Becoming A Lawyer – It’s A Question of Character
When people think of becoming lawyers, they typically think of:
– law school
– law school letters of reference
It is important to also consider character.
How does one become a lawyer? The requirements are in an Ontario statute called “The Law Society Act”. There is only one statutory requirement (the Law Society makes up the rest in the form of regulations). That requirement is a requirement of “character”. To be specific that S. 27(2) of the Law Society Act states that:
The “Good character” requirement
“(2) It is a requirement for the issuance of every licence under this Act that the applicant be of good character. 2006, c. 21, Sched. C, s. 23 (1).”
So, what is meant by “good character”?
It is impossible to define character. That said, character is of vital importance to our personal lives, democracy, spiritual growth, etc. In fact, the late Sir John Templeton published a journal called “In Character“. Many believe that “character” should be included in the curriculum of public schools.
The Character Question – Is It Really A Question of Good Character?
The requirement can’t mean “good character”. It must mean that one can’t have “bad character”
It is impossible to provide a precise definition of what is meant by “good character”. I suspect that people only have an awareness of one’s character in extreme cases – that is character that is extremely good or extremely bad. When it comes to becoming a lawyer in Ontario, it is “bad character” that is the problem – “good character” is presumed. To put it another way, applicants for admission to the bar are not (in general), required to demonstrate that they have “good character”. I suspect that a large number of Ontario lawyers would NOT make the cut if a showing of “good character” were required.
What is “bad character” and when is it determined to be “bad”?
There are two problems with the current process.

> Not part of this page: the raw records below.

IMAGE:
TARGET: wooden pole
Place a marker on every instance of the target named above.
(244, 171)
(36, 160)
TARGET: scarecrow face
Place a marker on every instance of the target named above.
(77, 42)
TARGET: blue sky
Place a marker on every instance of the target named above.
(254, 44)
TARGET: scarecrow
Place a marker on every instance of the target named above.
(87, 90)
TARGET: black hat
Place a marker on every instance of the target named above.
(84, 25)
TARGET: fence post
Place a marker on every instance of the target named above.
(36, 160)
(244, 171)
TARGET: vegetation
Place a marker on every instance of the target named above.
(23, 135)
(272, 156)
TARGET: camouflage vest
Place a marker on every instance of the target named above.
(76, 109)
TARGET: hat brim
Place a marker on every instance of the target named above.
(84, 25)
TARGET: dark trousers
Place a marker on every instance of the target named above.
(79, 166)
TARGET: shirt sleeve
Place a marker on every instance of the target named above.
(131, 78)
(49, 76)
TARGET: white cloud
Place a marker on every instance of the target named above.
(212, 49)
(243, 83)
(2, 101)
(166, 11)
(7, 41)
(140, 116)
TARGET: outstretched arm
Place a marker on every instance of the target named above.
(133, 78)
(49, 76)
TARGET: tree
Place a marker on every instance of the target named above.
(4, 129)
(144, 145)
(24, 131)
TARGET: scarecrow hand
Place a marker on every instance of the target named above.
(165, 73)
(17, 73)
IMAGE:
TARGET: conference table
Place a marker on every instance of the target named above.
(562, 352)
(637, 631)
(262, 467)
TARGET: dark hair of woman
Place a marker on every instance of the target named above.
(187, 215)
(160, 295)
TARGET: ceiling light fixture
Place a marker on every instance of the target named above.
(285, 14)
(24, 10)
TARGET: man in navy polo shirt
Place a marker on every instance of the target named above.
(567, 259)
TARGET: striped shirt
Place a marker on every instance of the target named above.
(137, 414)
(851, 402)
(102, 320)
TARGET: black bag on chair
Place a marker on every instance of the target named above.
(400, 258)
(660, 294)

1. When one learns that there is a problem – this issue is decided by a Law Society panel after someone has been through law school and completed the lawyer licensing process (you would think that someone ought to be able to get a ruling in advance);
2. What is the conduct that will create a problem – From the perspective of an outside observer, it would appear that these determinations are rather arbitrary. There do NOT appear to be any objective guidelines that somebody can look up. In 2006 I devoted a complete chapter in “Law School Bound” book to discussing the “question of character”.
Should the “Character Issue” be decided by the Law Society?
Canada is one of the last places where the legal profession is still self-governing. Most other countries (the U.K. is the most recent convert) have had the good sense to not allow lawyers to govern lawyers. Perhaps another body should be entrusted with the job of deciding the question of character. To put it another way:
Is it really in the interests of society that the Legal Profession be the ones to determine what is sufficiently good character to practice law?
At a minimum, this question should be considered.
Two Recent Ontario Examples:
First, An Example Of Meeting The “Good Character” test:
“From 1979 to 1993, she was charged five times with 39 offences, she says, including fraud, theft of money and credit cards, and forging documents. She got 18 months in jail. It’s not something she is proud of, she says.”
Obviously this applicant was convicted of at least one criminal offense.
Second, An Example Of Not Meeting The “Good Character” test:
In this case the applicant was charged with criminal harassment, but the charges were apparently dropped.
The Role of Criminal Convictions …
It is obvious that criminal convictions are neither a sufficient nor necessary condition for being denied admission to the bar of Ontario. Much more is involved. The question is: what is that “much more”?
Shouldn’t People Have A Right To Know in advance …
The time has come for more transparency in the process. People should have a way of learning in advance what will or will not be a problem for bar admission.
Social Media And The Pre-Law Student
I know that most pre-law students are focused on “getting into law school”. They are not so much concerned with the “character question” than they are with knowing their “chances of getting into law school”.
If you read the two articles referenced in this article you will see that all of the applicant’s behavior was subjected to scrutiny. In the digital world, where social media is the rage, careers are (not so much made but destroyed) because of the reckless use of social media sites. You owe it to your future career to be thoughtful, careful and discrete about your public digital image. And yes, this principle can be applied to the world of law admissions!